Flu Season Hits Hard


Each year, medical scientists do their best to predict which strain of influenza virus will attack the population hardest then create a preemptive vaccine to combat it. Sometimes it’s the A strain that causes problems. The H1N1 virus can get out and cause an epidemic as it did with the 1918 Spanish flu and the 2009 swine flu. The H3N2 flu, which last year caused an epidemic, was also vaccine resistant. This year, it’s the B strain causing so much illness and this year’s vaccine isn’t as effective against it as doctors had hoped.

“There’s the Flu A strain that actually has been pretty well covered by the vaccine, and then there’s the Flu B strain, which is called B Victoria. That one is only about 58% covered by the current vaccine, so 42% of people who got the vaccine can still contract the flu,” said Dr. John Rodarte, general pediatrician with Descanso Pediatrics in La Cañada and former chairman of Pediatrics at Huntington Hospital. “But at least, even with that, they’re not getting the complications like secondary infections – pneumonia being the biggest thing. There’s still some advantage to getting a flu shot because you don’t get the severe part, the infections.”

The B Victoria strain is hitting children particularly hard. There have been 32 pediatric deaths reported due to complications with the flu virus, mostly from contracting pneumonia, since this season’s outbreak began. While it is a factor that the virus’ proclivity to affect children and young adults is worse than even adults 65 and older, how sick people get also has a lot to do with habits, hygiene and exposure.

“It does seem to be hitting kids a little bit harder this year than in past years,” Rodarte said. “Kids are always the most vulnerable and they’re the most susceptible because of their proximity to [sources of contracting the virus at school and while playing]. But it does seem to be a little more virulent towards children. [The reason] why is hard to say for sure.”
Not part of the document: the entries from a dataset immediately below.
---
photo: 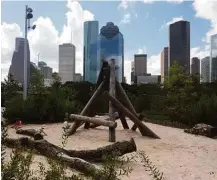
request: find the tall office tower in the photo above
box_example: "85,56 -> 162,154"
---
8,38 -> 31,85
131,61 -> 135,84
41,66 -> 53,79
210,34 -> 217,82
191,57 -> 200,74
201,56 -> 210,83
38,61 -> 47,69
83,21 -> 99,83
134,54 -> 147,76
59,43 -> 75,83
160,47 -> 169,83
97,22 -> 124,82
169,21 -> 190,73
With the omnipresent danger of germs lurking on surfaces and being actively, though unintentionally, spread by other people directly, good health habits are more important than ever. The most important thing, Rodarte said, is to get the flu vaccine. It will help prevent contraction or, at the very least, help fight secondary infection, which is what is responsible for the extreme sickness and death seen across the country. Washing hands frequently and keeping children from putting their hands or toys in their mouths will go a long way to help prevent exposure too, as well as avoiding sick people if possible.

“If you’re around somebody who you know has the flu, then try to minimize contact and make sure you’re really washing everything. That person might [need to] wear a mask around you; that might be helpful. Just minimizing your exposure,” Rodarte said. “Unfortunately, there’s only so much you can do when it comes to daycare and school because you’re going to be around others. You might be contracting it and not even know it. But the best you can do is just making sure you’re treating your own body right: getting enough rest, eating healthy and trying to avoid areas and times when you’re around people who are sick, if possible. You know that’s the hard part about the holidays – everyone’s around family and that’s when things kind of run rampant, after exposures like that.”